On the other hand, Vettori et al. (2011), when comparing different methods for the determination of reducing groups in sugars and polysaccharides, demonstrated that with the DNS method, the higher the molecular weight the greater the degree of over-oxidation of polysaccharides. Since oxidation of dextran is usually accompanied by extensive cleavage of the chain (Manju and Sreenivasan 2011), oxidative conversion by higher concentrations of NaOCl would lead to a decreased size of PD due to fragmentation, hence, less over-oxidation. It must also be noted that in the presence of a strong oxidizing agent, some newly formed aldehyde groups can be further oxidized into carboxyls, which has been observed in oxidatively modified starch (Wang and Wang 2003). This would also contribute to the under-estimation of the aldehyde content in NaOCl-oxidized dextran samples.
FTIR
To confirm the presence of aldehyde groups in PD, FTIR was run and the spectra are shown in Fig. 1b. A small absorbance peak located at 1735 cm−1, typical of an aldehyde functional group according to IR spectra libraries (Bogdanov and Palamareva 2004), indicates significant differences between the control (dextran) and oxidized samples. While the control sample was devoid of the peak, PD1 and PD2 exhibited remarkable absorbance at 1735 cm−1, suggesting the presence of aldehydes in significant quantity. However, no noticeable aldehyde peak was detected in PD0.5. By confirming the oxidative production of aldehydes, the FTIR results indicated the unreliability of the chemical DNS detection method.

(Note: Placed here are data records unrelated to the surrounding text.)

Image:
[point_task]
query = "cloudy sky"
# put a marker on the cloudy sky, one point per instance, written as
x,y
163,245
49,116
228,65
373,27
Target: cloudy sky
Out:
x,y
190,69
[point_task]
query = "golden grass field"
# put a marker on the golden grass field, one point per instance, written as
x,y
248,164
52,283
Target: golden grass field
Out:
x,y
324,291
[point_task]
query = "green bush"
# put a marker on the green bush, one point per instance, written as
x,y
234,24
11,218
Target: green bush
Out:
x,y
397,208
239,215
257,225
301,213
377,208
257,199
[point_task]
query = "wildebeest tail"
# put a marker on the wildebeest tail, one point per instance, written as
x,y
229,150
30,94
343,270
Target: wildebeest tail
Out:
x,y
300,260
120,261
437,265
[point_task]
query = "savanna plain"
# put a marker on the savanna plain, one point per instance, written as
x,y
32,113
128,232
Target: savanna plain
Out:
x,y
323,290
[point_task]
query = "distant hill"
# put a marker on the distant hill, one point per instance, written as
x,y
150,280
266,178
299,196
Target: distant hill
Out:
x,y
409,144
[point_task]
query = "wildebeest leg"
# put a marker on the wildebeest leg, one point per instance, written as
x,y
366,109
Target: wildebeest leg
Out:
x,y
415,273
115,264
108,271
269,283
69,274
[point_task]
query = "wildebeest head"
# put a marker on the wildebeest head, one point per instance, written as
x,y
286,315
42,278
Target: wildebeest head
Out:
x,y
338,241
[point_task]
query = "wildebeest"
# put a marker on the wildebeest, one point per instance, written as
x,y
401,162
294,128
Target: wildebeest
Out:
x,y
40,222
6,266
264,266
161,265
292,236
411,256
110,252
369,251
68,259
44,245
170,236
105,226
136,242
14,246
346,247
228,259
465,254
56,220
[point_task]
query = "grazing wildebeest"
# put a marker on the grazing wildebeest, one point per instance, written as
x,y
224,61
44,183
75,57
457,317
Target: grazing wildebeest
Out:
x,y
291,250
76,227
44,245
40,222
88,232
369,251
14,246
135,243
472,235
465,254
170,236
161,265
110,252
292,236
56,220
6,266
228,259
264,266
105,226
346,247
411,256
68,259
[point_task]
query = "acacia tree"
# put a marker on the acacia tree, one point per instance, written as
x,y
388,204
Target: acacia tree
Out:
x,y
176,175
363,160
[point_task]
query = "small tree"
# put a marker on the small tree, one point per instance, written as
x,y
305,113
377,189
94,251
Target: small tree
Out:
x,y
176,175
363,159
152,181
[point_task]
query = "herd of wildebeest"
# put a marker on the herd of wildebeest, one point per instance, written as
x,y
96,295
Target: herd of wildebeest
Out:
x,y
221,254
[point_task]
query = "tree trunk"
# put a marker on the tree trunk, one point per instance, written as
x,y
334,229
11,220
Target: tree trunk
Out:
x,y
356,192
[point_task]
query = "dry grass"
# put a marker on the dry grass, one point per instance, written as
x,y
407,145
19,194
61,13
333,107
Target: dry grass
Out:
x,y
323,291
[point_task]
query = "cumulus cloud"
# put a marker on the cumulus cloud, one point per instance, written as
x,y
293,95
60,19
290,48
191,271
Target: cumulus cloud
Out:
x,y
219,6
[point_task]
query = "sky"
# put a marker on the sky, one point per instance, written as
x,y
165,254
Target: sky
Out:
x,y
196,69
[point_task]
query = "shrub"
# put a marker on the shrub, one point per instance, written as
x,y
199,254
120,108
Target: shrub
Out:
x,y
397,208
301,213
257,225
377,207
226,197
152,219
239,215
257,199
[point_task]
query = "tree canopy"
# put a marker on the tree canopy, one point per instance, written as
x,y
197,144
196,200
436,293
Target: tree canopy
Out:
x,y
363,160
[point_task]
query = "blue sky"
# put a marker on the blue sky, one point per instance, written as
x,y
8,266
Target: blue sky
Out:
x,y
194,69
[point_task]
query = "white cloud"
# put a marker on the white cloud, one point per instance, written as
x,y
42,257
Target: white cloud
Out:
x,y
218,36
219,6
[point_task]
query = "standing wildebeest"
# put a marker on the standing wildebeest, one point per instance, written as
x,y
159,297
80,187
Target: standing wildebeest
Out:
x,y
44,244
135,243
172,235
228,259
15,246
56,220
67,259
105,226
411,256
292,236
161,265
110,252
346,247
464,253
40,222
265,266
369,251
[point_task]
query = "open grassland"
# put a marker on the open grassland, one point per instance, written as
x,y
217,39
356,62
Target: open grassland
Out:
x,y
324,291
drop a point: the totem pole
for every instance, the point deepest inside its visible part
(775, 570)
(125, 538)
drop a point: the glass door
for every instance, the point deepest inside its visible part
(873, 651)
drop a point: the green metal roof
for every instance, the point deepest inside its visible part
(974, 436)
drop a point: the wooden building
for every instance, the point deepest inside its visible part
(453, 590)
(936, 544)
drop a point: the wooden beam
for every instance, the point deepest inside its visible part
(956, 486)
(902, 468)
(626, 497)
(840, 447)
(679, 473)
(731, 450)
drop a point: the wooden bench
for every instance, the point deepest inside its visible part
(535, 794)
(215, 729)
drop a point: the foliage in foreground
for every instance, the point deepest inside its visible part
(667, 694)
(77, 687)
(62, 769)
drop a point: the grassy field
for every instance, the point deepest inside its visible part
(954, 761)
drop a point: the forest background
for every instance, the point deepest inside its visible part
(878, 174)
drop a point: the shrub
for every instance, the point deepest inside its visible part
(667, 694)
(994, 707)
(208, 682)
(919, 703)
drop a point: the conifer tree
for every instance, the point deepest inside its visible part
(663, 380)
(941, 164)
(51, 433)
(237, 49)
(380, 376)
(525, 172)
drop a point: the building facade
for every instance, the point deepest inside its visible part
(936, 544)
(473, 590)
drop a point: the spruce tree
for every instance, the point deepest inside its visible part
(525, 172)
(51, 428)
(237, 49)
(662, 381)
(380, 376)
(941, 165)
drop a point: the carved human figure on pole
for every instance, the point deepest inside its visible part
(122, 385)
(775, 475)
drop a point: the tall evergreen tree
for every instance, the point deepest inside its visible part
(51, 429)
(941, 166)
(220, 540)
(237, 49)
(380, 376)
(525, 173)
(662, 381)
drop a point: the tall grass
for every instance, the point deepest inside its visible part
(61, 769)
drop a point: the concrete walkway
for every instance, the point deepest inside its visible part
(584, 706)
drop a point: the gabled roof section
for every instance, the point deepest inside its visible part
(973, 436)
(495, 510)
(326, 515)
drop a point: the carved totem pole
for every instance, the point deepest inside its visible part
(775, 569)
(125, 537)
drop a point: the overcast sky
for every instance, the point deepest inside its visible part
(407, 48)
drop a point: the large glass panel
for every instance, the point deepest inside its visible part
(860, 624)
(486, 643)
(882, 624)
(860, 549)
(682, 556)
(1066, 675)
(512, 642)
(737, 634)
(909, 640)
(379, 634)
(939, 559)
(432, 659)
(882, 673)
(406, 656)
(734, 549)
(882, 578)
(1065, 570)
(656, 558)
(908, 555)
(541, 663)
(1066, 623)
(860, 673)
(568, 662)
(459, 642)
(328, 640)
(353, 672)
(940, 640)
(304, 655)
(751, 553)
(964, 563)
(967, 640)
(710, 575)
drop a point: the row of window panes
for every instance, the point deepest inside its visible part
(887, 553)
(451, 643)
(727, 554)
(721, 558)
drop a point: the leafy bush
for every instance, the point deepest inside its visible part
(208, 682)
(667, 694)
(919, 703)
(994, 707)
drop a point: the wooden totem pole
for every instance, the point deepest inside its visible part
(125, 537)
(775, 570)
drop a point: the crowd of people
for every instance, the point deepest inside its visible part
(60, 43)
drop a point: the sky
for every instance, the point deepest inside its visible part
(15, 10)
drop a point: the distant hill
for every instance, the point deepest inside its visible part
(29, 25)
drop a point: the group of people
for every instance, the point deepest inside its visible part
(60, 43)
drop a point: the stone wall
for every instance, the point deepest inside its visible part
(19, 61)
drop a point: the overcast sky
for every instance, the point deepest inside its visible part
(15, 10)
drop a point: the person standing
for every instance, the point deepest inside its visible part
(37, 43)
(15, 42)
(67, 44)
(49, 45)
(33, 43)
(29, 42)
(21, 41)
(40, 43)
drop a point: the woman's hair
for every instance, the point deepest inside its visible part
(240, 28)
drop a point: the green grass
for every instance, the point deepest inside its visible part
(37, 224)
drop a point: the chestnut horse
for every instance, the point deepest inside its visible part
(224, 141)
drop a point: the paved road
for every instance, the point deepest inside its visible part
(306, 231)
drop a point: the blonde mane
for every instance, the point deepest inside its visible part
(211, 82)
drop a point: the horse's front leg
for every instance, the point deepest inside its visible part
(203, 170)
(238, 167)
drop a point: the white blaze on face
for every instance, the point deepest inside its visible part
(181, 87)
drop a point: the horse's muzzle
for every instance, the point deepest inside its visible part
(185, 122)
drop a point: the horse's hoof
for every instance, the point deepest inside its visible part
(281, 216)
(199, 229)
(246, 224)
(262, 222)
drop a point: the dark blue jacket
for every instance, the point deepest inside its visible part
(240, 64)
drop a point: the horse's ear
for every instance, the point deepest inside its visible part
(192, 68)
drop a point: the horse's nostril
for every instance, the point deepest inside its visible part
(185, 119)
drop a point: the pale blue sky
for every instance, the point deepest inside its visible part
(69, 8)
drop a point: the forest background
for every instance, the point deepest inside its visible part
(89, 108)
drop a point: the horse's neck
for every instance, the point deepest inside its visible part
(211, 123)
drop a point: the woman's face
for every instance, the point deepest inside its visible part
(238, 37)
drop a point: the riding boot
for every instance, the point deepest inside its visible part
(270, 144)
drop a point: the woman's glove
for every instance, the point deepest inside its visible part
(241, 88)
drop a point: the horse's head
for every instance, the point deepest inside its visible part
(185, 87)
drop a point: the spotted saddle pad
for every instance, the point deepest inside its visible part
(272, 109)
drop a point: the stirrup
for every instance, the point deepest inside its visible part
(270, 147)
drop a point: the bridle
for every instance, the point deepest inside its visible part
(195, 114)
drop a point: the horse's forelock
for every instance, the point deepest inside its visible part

Characteristics of Maillard complex
Free amino group content
Because the Maillard-type polysaccharide–protein condensation reaction consumes primary amino groups, the content of free amines after the completion of the conjugation reaction was quantified (Fig. 2a). As expected, the mixture of SP and dextran stored at 4 °C, regardless of oxidation, showed no NH2 reduction (P > 0.05) due to the low temperature. Surprisingly, at 60 °C, where Maillard reaction would occur favoring the Schiff base production (Zhu et al. 2008), a significant increase instead of decrease of the NH2 content was observed in the SP–non-oxidized dextran conjugate as well as in most of the SP–oxidized dextran samples. The increase of the apparent NH2 content may be explained because binding of polyol to a protein may cause protein unfolding leading to greater exposure of the buried amino groups (Samanta et al. 2014). Hence, the amount of detectable amines would reflect the net effect of the two opposing actions of dextran: decreasing the amine content by the formation of carbonyl–amine Schiff base and increasing the accessible (free) amine groups due to protein conformational change.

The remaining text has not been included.